安倍政権下で雇用改革論議が進んでいる。
「雇用支援策を雇用維持型から労働移動支援型へシフトさせていく」という方針だそうで「産業構造の転換に合わせた失業なき労働移動への転換を図る」という方向だそうだ。政府の政策として、転職を当たり前に繰り返す労働スタイルが推奨されるようになるのなら、大学在学中の就職活動に失敗して今はふらふらと生きている俺には幾分気が楽になる話だ。だって失業者が世の中に大勢増えるのだから、淋しくないじゃん!
個性豊かな若者たちがが何故、大学の後期の就職シーズンになると一斉に同じ様な見た目になって、あの採用情報サイトの広告みたいなキモい見た目になるのかというと、要は新卒の正社員になりたいわけなのよ。正社員になれば、とりあえずは安定した収入が得ることができて、立派な企業であれば退職金や年金も保証されているからね。
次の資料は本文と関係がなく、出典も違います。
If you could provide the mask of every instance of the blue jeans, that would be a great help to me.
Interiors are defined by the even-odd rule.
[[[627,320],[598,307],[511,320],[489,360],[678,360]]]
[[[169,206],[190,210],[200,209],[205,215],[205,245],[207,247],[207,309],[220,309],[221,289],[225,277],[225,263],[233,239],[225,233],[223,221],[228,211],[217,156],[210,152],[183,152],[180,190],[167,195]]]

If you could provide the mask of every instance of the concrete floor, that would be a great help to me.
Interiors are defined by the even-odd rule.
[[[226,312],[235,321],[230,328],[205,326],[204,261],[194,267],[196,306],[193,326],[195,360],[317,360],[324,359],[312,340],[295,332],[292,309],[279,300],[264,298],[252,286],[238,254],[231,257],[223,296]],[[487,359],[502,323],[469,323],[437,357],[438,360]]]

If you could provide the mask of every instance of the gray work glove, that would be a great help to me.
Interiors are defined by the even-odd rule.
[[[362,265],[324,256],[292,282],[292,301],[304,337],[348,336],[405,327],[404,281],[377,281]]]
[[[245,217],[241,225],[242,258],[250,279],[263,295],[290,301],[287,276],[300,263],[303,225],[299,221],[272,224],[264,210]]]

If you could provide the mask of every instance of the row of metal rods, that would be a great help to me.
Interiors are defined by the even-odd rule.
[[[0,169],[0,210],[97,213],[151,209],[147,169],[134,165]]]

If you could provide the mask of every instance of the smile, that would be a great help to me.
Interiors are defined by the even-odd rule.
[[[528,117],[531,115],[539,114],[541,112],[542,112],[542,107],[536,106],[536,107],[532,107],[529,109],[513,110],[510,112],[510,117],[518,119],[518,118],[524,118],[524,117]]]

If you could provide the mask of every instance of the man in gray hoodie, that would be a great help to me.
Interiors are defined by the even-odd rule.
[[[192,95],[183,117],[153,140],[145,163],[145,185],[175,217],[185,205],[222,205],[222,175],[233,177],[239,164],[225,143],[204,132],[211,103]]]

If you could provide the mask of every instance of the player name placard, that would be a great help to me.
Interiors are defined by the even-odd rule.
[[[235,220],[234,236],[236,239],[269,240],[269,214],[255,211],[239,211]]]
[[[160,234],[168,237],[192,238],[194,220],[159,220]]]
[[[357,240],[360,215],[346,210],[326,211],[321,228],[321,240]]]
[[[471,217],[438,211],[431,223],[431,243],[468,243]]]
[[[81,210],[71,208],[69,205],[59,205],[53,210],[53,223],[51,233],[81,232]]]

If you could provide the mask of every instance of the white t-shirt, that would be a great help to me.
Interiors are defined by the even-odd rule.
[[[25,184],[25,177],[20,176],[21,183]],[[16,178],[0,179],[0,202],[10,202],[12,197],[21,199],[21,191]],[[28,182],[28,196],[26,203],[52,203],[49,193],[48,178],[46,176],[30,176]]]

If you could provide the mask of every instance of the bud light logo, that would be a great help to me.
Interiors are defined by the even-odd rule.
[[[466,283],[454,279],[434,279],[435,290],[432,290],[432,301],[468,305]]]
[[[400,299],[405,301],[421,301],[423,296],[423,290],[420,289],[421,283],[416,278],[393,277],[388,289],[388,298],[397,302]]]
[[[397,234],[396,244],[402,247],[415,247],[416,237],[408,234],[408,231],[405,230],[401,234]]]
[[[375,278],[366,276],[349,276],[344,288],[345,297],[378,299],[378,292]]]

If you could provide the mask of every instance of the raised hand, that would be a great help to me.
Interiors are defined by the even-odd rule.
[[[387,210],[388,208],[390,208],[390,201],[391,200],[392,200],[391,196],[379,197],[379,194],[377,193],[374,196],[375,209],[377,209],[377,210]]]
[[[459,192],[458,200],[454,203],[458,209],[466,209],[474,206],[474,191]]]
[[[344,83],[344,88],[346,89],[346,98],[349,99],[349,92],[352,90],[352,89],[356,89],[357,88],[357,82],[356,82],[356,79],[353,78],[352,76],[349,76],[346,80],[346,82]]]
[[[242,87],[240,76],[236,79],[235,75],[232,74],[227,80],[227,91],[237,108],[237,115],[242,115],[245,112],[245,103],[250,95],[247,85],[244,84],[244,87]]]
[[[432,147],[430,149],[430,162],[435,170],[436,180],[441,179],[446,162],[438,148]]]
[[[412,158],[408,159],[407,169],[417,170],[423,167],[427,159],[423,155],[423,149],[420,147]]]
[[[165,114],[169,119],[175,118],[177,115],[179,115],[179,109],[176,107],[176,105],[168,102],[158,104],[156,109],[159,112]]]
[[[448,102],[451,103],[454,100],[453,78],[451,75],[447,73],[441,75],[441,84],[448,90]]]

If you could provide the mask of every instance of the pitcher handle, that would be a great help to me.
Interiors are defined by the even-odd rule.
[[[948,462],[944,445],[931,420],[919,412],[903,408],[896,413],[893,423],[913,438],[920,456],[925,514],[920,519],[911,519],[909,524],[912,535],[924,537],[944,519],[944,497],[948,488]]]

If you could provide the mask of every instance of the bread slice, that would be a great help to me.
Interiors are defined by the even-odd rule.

そもそも、大学全入が当たり前になるのも、みんな大卒の正社員になりたいからなのよ。高卒の求人ってろくなのないじゃん。あと、ハローワーク主催の若者や学生向けの就職説明会なんかいくと、「大卒も高卒も可」の企業は少なくない。そこで高卒の志願者と競うことになると、やっぱり大卒の方が有利な気もするじゃん。
逆に言えば、大学3年の後期から死に物狂いで就活に励み、プライベートはおろか学業も犠牲にして何百もの会社を受けて内定を勝ち取るような根性のない人間には、働き口はないわけよ。よほどのエリートとか、技術的に特別秀でた人間ならともかく、俺みたいに文系で中堅レベルの大学でぬるく生きていた人間は、「スキル的にはごくごく平凡でも壮絶な努力をしている人間」に相対的に見劣りするわけですな。
でもこういう状況ってホント良くないと思う。
だって大学の学費って、純粋に、高いじゃん!
しかもそのくせ現代の大学生って何しているかというと、みんな遊んでばっかりなのよ。授業はサボりまくりだったり、たまに出たかと思えば寝てたり私語してたり、そんなんだから教授の言ってる内容がアタマに入ってないわけよ。学期末のレポートや試験では先輩からあれこれ教わってちゃっかりパスするわけ。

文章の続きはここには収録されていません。